Green Banking: On the Contemporary Conflux of Climate Action and Banks


By- Naman Bhushan Chauhan, Arnav Singh Chauhan & Rohan Pandey, UG Law Students, Symbiosis Law School, Pune

Abstract-

It is axiomatic that contemporary human development is not without cost. A prominent constituent of this cost is that which is borne by the environment. However, with the burgeoning of several primordial tenets, such as ‘intergenerational equity’ and the ‘precautionary principle’, several institutions, State-run and otherwise, have taken up the torch in combating climate change through efficacious policy. Foremost among these institutions are banks and other primary lending institutions. The relatively novel conception of ‘Green Banking’ posits that banks should not remain aloof from the causes that they finance, and therefore, where a financial undertaking involves potential environmental desecration, banks should exercise ‘environmental due diligence’ before disbursing funds forthwith. This article is thus a probe into this ‘environmental due diligence’, the liability of banks (if any) for not exercising it, and other concomitant aspects of ‘Green Banking’.

Keywords: Green Banking, Green Bonds, Due Diligence, Lender Liability, Statutory Regulation

Introduction

Ogden Nash’s infamous ‘Bankers Are Just Like Everyone Else, Except Richer’ featured in the New Yorker typifies an almost ubiquitous sentiment that prevailed at a certain point in time when banks and the like were anathema to the general public. What Nash, perhaps, could never have envisaged was that the very same penny-pinching banks would one day be at the fore of environmental justice. As a custodian of public wealth, the bank has the inviolable imperative of prudential investment and maximising the benefits that accrue to the general public from this investment.1

In an era when the threat of environmental desecration looms large over the world, the everyman is extremely leery of the big corporations and entities that contribute to this desecration. These corporations generally look to big banks for the considerable capital required to finance their environmentally questionable ambitions. Therefore, a germane question is whether any liability is or should be imputed to a bank if it finances an enterprise that causes actionable damage to the environment.

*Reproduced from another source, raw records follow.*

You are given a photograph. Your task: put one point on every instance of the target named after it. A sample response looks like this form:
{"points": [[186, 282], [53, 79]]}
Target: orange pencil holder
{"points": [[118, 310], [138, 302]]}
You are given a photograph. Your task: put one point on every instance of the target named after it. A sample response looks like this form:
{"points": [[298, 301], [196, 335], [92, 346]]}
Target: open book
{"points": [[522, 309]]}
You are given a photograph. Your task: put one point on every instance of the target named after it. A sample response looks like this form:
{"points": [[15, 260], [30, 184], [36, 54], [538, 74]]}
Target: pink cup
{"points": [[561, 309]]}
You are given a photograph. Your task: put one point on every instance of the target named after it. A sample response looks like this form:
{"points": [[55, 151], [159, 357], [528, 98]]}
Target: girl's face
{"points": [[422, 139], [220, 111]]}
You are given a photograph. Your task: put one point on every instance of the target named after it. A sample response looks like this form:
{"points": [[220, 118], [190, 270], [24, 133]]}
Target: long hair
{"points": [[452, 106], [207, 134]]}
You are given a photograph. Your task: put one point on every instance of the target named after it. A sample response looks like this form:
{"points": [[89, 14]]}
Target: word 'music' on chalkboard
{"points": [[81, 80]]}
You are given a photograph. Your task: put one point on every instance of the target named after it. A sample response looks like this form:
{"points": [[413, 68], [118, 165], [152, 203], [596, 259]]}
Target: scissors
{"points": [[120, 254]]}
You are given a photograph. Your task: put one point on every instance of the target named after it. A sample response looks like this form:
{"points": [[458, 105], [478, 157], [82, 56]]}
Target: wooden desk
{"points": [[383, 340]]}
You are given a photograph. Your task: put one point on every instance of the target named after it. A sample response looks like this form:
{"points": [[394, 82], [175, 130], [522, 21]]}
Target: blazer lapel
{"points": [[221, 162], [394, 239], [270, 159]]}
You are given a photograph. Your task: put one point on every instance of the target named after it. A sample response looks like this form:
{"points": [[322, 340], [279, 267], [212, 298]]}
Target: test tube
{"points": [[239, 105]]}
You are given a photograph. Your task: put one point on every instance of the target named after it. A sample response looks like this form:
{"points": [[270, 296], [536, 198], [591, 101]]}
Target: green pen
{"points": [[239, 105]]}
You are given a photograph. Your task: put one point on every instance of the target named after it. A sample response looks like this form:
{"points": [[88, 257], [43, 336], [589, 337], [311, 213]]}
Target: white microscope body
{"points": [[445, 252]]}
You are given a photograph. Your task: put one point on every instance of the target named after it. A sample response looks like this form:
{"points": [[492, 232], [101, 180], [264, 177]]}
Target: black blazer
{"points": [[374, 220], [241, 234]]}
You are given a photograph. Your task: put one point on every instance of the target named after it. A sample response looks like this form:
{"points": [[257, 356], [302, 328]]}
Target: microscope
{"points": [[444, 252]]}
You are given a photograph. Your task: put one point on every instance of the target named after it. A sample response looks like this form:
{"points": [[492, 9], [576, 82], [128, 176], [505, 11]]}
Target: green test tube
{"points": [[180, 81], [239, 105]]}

The classical form of banking entailed a mechanical economic assessment of a proposal, whereby regard was had mainly to the consideration of ‘counterparty risk’ and not to ‘ancillary’ concerns of what the counterparty would do with the finance so obtained and the potential environmental damage that might be occasioned thereby.3 A later rendition saw banks vetting proposals on environmental risks; however, only on a de minimis basis, viz., so long as a loan-seeker obtained the requisite environmental clearance for a proposal, it was eligible for a loan. Howbeit, this was less out of environmental concern than out of self- interest because if a project funded by a bank loan were to be closed for want of environmental compliance, the bank’s money would be frozen and thus rendered infructuous.